Au coeur de l'Amérique du Sud, les riches forêts sèches du Chaco paraguayen sont rapidement défrichées et transformées en pâturages pour le bétail, menaçant la riche biodiversité du biome et le mode de vie traditionnel des Guaranis.

 Une rapide déforestation a été observée dans les départements de Boquerón et Alto Paraguay dans le Chaco paraguayen, autour du peuplement mennonite de Filadelfia. Les zones en couleurs vives correspondent aux zones déboisées entre janvier 2004 et novembre 2013. ©️ Terra-i

L'élevage bovin est un secteur en expansion rapide au Paraguay. En 2013, le pays s'est ainsi classé parmi les plus importants exportateurs de boeuf au monde selon le rapport annuel du département d'agriculture des États-Unis. La taille du cheptel bovin du Paraguay est de 15 millions de têtes, soit le double de sa population humaine du pays.
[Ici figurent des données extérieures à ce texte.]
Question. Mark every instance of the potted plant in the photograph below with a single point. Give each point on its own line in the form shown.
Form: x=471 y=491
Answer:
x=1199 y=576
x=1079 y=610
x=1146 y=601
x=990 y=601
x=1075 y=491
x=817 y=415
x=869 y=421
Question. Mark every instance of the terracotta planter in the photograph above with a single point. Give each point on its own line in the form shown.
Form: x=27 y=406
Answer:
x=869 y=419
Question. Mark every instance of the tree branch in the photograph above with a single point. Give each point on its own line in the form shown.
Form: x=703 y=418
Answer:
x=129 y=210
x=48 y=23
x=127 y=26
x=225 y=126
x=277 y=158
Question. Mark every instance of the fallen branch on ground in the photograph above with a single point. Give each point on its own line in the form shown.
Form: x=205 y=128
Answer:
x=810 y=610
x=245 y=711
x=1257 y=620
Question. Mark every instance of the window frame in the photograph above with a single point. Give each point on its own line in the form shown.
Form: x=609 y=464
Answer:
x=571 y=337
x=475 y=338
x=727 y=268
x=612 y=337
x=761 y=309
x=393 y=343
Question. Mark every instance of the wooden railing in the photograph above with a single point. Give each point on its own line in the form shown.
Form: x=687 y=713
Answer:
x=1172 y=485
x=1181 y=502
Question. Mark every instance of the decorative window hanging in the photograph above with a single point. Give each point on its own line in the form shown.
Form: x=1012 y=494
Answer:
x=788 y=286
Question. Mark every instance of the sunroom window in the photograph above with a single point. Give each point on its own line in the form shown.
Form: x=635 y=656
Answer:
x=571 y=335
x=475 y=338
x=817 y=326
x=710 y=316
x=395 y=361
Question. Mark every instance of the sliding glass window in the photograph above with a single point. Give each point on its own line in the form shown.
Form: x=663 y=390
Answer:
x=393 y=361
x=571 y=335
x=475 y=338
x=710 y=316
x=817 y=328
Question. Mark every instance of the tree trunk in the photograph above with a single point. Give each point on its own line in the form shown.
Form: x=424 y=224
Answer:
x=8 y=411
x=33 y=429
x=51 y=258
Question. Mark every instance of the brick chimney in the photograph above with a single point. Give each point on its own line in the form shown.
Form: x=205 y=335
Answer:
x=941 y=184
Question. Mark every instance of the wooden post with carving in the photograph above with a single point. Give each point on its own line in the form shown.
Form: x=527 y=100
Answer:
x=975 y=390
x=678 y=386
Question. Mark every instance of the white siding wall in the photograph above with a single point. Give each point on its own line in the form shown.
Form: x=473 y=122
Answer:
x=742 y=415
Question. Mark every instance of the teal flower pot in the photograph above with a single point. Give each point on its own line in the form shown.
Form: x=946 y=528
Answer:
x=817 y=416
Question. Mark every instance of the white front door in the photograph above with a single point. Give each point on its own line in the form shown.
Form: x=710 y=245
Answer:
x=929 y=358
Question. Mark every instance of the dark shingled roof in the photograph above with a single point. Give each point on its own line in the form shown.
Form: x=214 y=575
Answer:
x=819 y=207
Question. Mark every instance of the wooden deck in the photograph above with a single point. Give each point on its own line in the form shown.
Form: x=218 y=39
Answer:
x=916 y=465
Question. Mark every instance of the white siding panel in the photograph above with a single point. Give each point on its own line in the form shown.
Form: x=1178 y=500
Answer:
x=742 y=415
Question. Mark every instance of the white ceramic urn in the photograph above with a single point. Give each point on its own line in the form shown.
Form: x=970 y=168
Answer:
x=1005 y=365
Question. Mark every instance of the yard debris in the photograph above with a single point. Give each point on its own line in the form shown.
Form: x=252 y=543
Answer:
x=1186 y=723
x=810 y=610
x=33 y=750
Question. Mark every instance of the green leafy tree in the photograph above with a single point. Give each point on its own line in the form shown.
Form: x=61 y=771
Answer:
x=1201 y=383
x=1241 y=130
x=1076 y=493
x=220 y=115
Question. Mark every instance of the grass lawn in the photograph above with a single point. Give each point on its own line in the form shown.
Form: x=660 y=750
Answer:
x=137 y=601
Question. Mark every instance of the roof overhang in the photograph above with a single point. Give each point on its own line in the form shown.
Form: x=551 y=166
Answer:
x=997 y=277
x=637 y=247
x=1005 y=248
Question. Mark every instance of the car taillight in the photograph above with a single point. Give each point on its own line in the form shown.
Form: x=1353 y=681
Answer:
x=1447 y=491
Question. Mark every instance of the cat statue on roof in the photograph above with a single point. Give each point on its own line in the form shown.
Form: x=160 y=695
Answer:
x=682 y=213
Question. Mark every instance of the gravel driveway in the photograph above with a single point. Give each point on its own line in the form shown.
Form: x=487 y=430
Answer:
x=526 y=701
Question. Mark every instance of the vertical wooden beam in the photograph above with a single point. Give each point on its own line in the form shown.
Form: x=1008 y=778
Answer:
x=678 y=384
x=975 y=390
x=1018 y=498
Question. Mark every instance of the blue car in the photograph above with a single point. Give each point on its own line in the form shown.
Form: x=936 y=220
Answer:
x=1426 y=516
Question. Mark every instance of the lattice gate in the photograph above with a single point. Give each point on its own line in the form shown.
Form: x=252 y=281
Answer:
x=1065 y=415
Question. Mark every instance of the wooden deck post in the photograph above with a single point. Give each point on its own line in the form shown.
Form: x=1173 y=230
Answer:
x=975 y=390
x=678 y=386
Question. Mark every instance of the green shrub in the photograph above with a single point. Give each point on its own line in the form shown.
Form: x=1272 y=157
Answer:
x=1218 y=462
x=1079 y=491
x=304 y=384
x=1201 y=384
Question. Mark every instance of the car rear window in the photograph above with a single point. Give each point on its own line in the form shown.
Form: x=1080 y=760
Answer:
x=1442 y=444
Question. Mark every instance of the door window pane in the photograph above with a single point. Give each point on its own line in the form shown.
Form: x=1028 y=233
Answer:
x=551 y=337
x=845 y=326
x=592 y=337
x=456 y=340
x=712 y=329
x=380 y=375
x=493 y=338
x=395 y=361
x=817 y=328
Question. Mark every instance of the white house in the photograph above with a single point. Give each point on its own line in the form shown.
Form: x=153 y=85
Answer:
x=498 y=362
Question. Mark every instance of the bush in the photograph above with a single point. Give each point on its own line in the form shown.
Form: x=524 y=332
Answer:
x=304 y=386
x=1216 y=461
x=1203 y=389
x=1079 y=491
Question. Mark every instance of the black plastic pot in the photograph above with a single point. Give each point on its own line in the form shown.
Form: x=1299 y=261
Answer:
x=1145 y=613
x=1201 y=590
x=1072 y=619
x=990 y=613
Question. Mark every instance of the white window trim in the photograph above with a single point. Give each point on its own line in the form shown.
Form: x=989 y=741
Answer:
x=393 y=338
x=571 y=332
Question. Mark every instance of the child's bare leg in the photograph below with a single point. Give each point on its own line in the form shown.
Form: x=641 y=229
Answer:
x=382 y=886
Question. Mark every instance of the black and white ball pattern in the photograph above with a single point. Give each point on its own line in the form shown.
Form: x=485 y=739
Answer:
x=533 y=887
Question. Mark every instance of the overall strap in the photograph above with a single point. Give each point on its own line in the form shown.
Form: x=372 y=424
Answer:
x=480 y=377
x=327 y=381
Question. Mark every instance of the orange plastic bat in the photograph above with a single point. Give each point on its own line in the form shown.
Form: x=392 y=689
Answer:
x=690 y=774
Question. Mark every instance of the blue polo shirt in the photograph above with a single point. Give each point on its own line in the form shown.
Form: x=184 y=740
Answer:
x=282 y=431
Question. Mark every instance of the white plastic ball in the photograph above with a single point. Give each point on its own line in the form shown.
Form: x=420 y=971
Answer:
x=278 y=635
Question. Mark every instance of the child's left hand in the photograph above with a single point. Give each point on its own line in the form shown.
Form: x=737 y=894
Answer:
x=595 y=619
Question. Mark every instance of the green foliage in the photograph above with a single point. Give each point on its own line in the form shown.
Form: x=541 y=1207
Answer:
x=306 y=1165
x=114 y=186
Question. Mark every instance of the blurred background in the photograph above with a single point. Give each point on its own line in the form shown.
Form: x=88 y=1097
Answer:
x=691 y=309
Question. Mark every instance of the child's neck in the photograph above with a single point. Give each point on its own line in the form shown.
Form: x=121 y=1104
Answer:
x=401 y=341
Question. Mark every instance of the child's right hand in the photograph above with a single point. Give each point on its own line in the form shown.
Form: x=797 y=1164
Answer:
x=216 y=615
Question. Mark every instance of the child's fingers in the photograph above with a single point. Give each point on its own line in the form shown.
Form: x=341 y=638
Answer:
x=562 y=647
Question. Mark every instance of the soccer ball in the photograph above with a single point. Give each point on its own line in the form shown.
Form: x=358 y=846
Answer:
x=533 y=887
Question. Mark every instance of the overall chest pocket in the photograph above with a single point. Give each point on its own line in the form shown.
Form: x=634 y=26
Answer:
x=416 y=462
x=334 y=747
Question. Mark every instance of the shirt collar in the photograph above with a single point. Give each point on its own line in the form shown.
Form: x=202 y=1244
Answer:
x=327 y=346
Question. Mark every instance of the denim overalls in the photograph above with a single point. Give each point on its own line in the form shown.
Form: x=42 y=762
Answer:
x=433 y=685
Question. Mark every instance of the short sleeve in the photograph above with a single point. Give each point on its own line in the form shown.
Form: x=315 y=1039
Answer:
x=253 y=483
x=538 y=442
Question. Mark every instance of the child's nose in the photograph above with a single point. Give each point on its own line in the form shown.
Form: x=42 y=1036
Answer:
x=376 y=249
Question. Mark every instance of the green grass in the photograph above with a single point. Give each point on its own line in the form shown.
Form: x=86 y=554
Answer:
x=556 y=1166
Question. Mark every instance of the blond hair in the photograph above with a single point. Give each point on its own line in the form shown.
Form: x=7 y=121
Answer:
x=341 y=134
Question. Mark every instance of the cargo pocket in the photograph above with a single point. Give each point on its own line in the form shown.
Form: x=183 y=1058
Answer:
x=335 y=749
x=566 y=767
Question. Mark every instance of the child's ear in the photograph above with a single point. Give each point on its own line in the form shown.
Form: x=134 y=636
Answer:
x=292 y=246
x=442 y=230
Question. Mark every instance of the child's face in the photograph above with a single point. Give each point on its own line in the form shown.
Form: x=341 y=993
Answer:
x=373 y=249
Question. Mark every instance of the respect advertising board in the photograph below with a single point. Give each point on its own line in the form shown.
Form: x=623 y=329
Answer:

La majorité de la production est exportée vers le Brésil, le Chili et Israël.

Parallèlement, le Paraguay récolterait l'un des titres de champions du monde de la déforestation selon une étude scientifique de l'Université du Maryland publiée en 2013 dans la revue Science. La déforestation du Chaco, un biome couvrant plus de 60% du pays, a lieu à une ampleur démesurée et à une vitesse alarmante. L'outil de détection satellitaire Terra-i a permis d'observer une perte de 2,5 millions d'hectares de forêts du Chaco paraguayen au cours de la dernière décennie. En 2009 et en 2011, ce sont plus de 400 000 hectares de forêts qui auraient été coupées chaque année, une superficie qui correspond à plus de huit fois l'île de Montréal.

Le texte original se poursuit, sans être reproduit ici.